Profession Jokes - Stripper Jokes
Waitress in a Strip Club
Q: What is the difference between a waitress who works in a strip club and an actual stripper?
A: About two weeks.
Cross a Stripper and Model
Q: What do you get when you cross a stripper with a model?
A: A boner.
Dating a stripper is like eating a bag of chips in class.

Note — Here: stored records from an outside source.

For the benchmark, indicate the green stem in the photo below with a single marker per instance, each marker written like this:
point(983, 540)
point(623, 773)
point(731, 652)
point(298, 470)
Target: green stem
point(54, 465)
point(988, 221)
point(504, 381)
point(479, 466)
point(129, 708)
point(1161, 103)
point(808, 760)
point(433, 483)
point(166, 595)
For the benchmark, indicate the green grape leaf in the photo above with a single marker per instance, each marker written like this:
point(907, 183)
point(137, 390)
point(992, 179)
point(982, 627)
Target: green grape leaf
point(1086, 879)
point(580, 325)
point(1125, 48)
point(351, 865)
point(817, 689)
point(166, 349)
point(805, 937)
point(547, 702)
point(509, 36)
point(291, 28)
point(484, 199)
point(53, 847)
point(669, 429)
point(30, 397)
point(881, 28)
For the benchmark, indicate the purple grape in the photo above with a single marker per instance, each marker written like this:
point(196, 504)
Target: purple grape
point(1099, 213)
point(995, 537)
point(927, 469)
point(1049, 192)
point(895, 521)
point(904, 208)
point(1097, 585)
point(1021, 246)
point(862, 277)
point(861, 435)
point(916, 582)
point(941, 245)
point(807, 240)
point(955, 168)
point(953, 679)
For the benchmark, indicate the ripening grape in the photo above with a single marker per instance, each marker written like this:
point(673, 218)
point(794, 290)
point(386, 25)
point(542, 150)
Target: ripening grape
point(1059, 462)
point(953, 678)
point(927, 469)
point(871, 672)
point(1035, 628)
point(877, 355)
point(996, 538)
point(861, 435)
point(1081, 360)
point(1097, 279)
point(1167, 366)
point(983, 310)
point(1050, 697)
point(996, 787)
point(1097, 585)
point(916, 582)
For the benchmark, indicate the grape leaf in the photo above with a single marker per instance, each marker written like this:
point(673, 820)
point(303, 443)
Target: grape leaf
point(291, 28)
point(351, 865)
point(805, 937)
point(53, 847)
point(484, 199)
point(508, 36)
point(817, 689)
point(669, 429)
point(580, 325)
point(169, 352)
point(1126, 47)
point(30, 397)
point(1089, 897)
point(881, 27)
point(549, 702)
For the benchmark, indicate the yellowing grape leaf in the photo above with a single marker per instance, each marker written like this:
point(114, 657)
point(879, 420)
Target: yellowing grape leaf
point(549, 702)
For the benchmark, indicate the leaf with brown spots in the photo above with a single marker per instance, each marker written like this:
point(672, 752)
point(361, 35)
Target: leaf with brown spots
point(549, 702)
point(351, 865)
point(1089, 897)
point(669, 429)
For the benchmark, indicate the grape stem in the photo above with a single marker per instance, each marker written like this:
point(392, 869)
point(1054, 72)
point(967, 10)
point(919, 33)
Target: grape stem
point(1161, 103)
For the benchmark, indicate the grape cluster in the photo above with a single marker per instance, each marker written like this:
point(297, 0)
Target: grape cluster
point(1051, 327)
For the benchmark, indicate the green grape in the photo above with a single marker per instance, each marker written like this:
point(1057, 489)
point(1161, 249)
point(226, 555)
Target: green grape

Everyone looks at you in disgust. But deep down they want some too.
Three Gay Men
Three gay male strip club dancers are driving on the freeway when their car breaks down. They didn't have a cell phone and needed a way to get help. Two of the men get undressed and put on raincoats from the trunk. They stand at opposite ends of the car and start twerking and flapping their coats open and closed, exposing themselves to the passing traffic. A police car soon pulls up and talks to the driver. “What are those two idiots doing?” says the policeman . “Them?” replies the driver. “They’re my emergency flashers.”
Girls Night Out
The other day, my friends and I went to this "Ladies Night Club." One of the girls wanted to impress us, so she pulls out a $10 bill. The dancer came over to us, and my friend licked the $10 and put it on his butt cheek. Not to be outdone, another friend pulls out a $20 bill. She calls the guy back over, licks the $20 bill and puts it on his other butt cheek. Still attempting to impress the rest of us, my other friend pulls out a $50 bill. She calls the guy back over again, licks the $50 bill and again puts it on one of his butt cheeks. Now the attention is focused on me. What could I do to top that? I got out my wallet, then got out my ATM card, swiped it down the crack of his ass, grabbed the $80 bucks and went home!